Ob als Basis für aromatische Suppen, für ein cremiges Risotto oder zum Abschmecken von Schmorgerichten – ein guter Rinder-Fond ist für mich weit mehr als nur Vorrat, eher ein unverzichtbarer Begleiter in der Küche. Das ausgekochte Fleisch nutze ich übrigens genauso weiter: mal landet es gezupft in einer Flädlesuppe oder in einem asiatischen Rindfleisch-Salat.
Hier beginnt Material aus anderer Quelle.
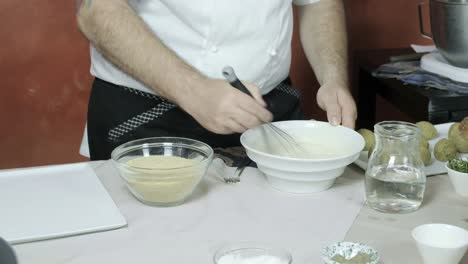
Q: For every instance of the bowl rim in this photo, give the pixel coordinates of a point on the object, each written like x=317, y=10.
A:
x=264, y=154
x=115, y=154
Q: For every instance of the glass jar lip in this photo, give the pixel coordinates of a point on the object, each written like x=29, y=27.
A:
x=383, y=129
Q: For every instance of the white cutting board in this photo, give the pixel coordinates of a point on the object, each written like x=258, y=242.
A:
x=54, y=201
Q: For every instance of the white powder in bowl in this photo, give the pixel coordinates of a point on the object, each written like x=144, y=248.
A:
x=264, y=259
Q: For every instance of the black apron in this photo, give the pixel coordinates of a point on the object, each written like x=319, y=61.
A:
x=118, y=114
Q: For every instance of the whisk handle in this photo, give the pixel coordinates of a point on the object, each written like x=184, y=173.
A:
x=231, y=77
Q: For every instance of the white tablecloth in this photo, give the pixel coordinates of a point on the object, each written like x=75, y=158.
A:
x=215, y=215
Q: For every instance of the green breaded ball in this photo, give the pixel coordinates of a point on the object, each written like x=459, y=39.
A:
x=453, y=130
x=444, y=150
x=425, y=155
x=428, y=131
x=460, y=143
x=368, y=137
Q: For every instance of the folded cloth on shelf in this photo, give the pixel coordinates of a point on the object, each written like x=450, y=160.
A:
x=410, y=72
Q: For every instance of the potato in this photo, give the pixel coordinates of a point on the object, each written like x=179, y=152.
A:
x=463, y=128
x=453, y=129
x=460, y=142
x=368, y=137
x=423, y=143
x=428, y=131
x=444, y=150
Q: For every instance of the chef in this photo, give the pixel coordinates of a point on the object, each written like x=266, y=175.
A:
x=157, y=66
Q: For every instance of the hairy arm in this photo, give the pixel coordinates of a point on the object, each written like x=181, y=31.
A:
x=124, y=39
x=323, y=36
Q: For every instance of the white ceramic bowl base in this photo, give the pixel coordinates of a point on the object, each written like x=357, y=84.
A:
x=441, y=243
x=332, y=148
x=301, y=182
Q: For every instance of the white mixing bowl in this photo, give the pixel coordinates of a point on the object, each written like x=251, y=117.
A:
x=331, y=149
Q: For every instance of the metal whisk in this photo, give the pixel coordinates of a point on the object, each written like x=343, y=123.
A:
x=284, y=139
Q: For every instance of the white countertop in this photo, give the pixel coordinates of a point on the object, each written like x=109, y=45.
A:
x=219, y=213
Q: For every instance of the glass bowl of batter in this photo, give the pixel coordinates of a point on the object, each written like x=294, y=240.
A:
x=162, y=171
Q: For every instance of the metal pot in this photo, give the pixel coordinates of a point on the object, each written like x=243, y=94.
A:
x=449, y=25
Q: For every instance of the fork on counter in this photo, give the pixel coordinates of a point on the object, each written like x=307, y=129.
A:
x=236, y=178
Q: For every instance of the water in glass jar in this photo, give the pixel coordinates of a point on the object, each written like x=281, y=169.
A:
x=397, y=189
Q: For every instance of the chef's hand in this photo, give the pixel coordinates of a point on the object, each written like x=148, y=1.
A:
x=337, y=101
x=222, y=109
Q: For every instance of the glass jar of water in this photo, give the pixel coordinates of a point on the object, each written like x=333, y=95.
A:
x=395, y=179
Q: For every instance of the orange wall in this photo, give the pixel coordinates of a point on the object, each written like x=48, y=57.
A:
x=44, y=68
x=45, y=83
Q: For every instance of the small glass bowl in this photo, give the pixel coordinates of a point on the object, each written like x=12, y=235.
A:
x=348, y=250
x=166, y=185
x=244, y=251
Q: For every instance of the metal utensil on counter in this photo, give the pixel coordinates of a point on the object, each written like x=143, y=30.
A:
x=237, y=173
x=286, y=141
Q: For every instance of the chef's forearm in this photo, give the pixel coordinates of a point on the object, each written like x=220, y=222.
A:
x=324, y=39
x=124, y=39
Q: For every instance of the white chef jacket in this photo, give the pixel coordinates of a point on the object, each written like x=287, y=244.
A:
x=252, y=36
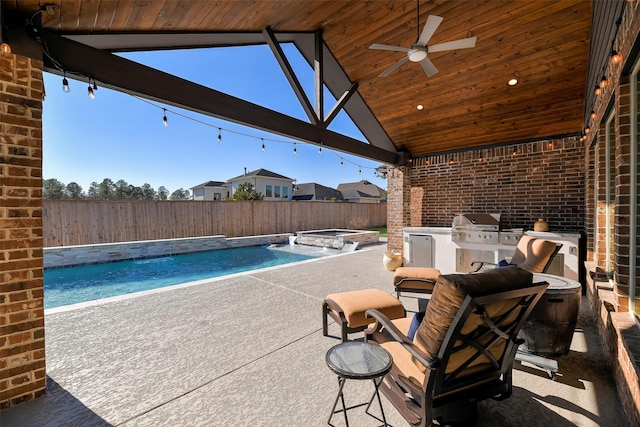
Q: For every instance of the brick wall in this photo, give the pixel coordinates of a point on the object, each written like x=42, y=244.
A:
x=22, y=355
x=523, y=182
x=398, y=203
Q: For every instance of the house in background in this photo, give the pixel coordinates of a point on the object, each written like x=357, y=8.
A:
x=314, y=191
x=211, y=190
x=362, y=192
x=270, y=184
x=356, y=196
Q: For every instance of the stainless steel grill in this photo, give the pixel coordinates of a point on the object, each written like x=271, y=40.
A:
x=476, y=228
x=482, y=229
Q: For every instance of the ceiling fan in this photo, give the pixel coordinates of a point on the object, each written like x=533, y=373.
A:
x=419, y=50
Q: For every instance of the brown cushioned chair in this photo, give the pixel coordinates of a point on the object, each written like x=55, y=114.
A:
x=531, y=254
x=464, y=349
x=418, y=280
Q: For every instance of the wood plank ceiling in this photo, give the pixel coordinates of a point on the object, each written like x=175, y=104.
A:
x=467, y=104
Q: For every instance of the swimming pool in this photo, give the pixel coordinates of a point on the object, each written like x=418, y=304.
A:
x=71, y=285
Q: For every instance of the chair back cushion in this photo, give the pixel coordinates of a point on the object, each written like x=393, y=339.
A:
x=447, y=298
x=533, y=254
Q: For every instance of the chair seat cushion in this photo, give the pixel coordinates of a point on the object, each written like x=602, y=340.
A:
x=354, y=304
x=448, y=296
x=402, y=360
x=415, y=277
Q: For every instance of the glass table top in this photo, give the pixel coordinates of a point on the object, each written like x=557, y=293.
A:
x=358, y=360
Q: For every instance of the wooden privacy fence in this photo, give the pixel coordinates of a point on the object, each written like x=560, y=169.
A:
x=82, y=222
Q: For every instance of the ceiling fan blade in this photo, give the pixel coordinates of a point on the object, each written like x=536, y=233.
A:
x=387, y=47
x=388, y=71
x=430, y=27
x=452, y=45
x=428, y=67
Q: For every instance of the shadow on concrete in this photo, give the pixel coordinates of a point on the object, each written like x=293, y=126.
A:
x=57, y=407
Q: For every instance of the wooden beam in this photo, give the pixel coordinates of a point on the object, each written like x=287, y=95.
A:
x=136, y=79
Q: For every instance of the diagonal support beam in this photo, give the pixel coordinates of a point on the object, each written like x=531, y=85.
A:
x=130, y=77
x=340, y=104
x=272, y=42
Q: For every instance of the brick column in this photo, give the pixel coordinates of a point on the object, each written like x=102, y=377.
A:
x=398, y=206
x=22, y=355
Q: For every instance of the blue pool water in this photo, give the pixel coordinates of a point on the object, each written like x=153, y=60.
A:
x=70, y=285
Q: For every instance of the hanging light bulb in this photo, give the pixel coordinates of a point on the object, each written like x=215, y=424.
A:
x=90, y=91
x=616, y=58
x=65, y=82
x=5, y=48
x=604, y=82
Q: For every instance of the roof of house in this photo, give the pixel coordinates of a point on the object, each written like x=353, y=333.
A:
x=261, y=173
x=355, y=194
x=314, y=191
x=210, y=184
x=364, y=187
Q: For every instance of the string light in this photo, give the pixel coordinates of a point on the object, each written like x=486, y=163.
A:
x=263, y=140
x=65, y=82
x=90, y=92
x=604, y=82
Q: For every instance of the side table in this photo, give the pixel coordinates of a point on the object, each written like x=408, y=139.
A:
x=357, y=360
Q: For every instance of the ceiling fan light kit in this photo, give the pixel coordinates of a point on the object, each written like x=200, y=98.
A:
x=418, y=52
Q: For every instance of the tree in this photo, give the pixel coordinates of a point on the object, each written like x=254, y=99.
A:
x=53, y=189
x=121, y=190
x=245, y=191
x=93, y=192
x=148, y=193
x=106, y=189
x=163, y=193
x=74, y=191
x=180, y=194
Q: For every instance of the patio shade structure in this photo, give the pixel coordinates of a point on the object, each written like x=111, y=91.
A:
x=468, y=103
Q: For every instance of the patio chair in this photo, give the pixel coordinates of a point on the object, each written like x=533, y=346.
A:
x=531, y=254
x=464, y=349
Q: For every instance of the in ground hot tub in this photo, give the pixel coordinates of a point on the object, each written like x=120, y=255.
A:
x=336, y=238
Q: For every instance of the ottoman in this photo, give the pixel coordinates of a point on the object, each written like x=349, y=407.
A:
x=419, y=280
x=348, y=309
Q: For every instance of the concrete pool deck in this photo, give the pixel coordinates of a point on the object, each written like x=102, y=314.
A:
x=249, y=351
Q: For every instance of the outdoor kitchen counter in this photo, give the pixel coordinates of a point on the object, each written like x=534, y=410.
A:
x=445, y=252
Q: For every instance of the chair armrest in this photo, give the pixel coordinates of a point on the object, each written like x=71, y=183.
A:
x=398, y=336
x=480, y=265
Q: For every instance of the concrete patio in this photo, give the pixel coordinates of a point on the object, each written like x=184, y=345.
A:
x=248, y=350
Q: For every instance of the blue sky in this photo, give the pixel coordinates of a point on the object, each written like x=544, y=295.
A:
x=119, y=136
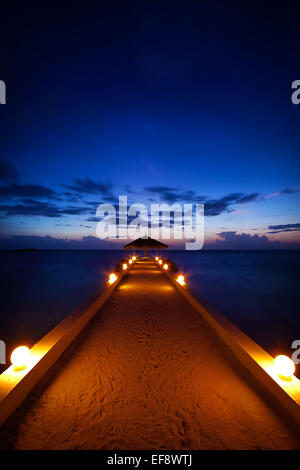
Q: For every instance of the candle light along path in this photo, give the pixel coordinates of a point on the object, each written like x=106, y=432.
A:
x=282, y=370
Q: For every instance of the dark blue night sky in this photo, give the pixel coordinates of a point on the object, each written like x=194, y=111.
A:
x=159, y=101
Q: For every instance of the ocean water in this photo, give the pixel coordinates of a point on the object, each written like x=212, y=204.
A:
x=257, y=290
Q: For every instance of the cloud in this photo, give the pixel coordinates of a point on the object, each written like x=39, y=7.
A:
x=8, y=173
x=31, y=208
x=284, y=228
x=14, y=190
x=293, y=189
x=212, y=207
x=51, y=243
x=88, y=186
x=243, y=241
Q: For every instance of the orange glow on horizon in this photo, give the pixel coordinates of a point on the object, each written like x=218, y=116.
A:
x=20, y=357
x=180, y=279
x=284, y=367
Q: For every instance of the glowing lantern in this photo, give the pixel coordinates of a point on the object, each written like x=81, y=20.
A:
x=112, y=278
x=20, y=357
x=180, y=280
x=284, y=367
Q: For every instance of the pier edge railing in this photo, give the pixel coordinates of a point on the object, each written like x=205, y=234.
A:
x=16, y=385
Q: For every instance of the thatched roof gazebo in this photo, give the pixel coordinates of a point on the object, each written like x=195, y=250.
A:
x=145, y=243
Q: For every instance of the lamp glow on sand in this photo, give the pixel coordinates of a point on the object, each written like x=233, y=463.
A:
x=284, y=367
x=20, y=357
x=180, y=280
x=112, y=278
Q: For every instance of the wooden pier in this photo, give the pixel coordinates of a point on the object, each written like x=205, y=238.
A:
x=147, y=372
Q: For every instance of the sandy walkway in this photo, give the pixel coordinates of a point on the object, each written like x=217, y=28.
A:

Dadurch gewinnt Ihr aus einem einzigen Rinderfond mühelos zweifachen Genuss – einen aromatischen Fond für Suppen, Saucen oder Risotto und zugleich Fleisch, das sich wunderbar zu einem eigenen Gericht weiterverarbeiten lässt.

Zutaten

Rinderfond:

  • 1 Beinscheibe oder Querrippe vom Rind (mit Knochen)
  • 1 mittelgroße Gemüsezwiebel
  • 2 Möhren
  • 1/4 Stück Knollensellerie (oder 2 Stengel Bleichsellerie inkl. Blattgrün)
  • 1 Stange Lauch
  • 4 getrocknete Shitake-Pilze
  • 1 Stück frischer Ingwer (Daumengroß)
  • 1 Bund glatte Petersilie
  • 3 Stück Langpfeffer
  • 1 Knoblauchzehe
  • 1 Loorbeerblatt
  • optional: etwas frischer Liebstöckel

    Zubereitung

    Dauer: 

    Vorbereitung: ca. 15 Minuten 

    Zubereitung: 4–5 Stunden (Suppentopf) | 50–60 Minuten (Schnellkochtopf)

    Nützliches Equipment: gusseiserne Pfanne, großer Suppentopf oder Schnellkochtopf

     

    Rinderfond:

    1. Die Möhren und den Sellerie schälen und in fingergroße Stücke schneiden. Den Lauch putzen und ebenfalls in grobe Stücke schneiden. Das geschnittene Gemüse mit einem alten Geschirrtuch trocken tupfen.
    2. Die Zwiebel von losen Schalen befreien, halbieren und mit Schale in einer gusseisernen Pfanne ohne Fett auf den Schnittflächen rösten, bis sie braun (nicht schwarz!!, sonst werden sie bitter) werden. Für eine noch kräftigere Rinderbrühe röste ich das Suppengemüse ebenfalls mit an.
    3. In der Zwischenzeit die Beinscheiben unter kaltem Wasser abspülen, säubern und in den Suppentopf legen.
    4. Die Petersilie ebenfalls waschen und mit dem gerösteten Gemüse und den restlichen Zutaten in den Suppentopf geben. Mit KALTEM Wasser auffüllen.
    5. Die Rinderbrühe zum Kochen bringen, kurz aufkochen und für ca. 4–5 Stunden leicht köcheln lassen(für die Zubereitung meiner Fonds habe ich mir schon vor Jahren extra einen Schnellkochtopf gegönnt, weil die hohen Temperaturen noch mehr Geschmack in die Brühe abgeben).

    Tipps:

    • Gesalzen wird die Suppe bei mir erst bei Verwendung – so bleibt sie schön klar und Ihr behaltet die volle Kontrolle über das perfekte Geschmacksergebnis. Würzt man zu früh, besteht beim Reduzieren die Gefahr, dass sie überwürzt wird, denn Salz verdampft nicht.
    • Röstet das Suppengemüse und die Zwiebelhälften immer ohne Fett an – am besten in einer Pfanne oder im Ofen. So entstehen reine Röstaromen und eine schöne Bernsteinfarbe, ohne dass die Brühe durch Fett trüb wird.
    • Lasst den Fond unbedingt nur leise vor sich hinköcheln – das verhindert Trübungen.
    • Wenn Euch der klassische Rinderfond zu lange braucht, könnt Ihr ihn im Schnellkochtopf zubereiten – durch den hohen Druck lösen sich Aromen und Gelatine viel schneller, sodass in deutlich kürzerer Zeit ein kräftiger, intensiv schmeckenden und gut gelierender Rinderfond entsteht.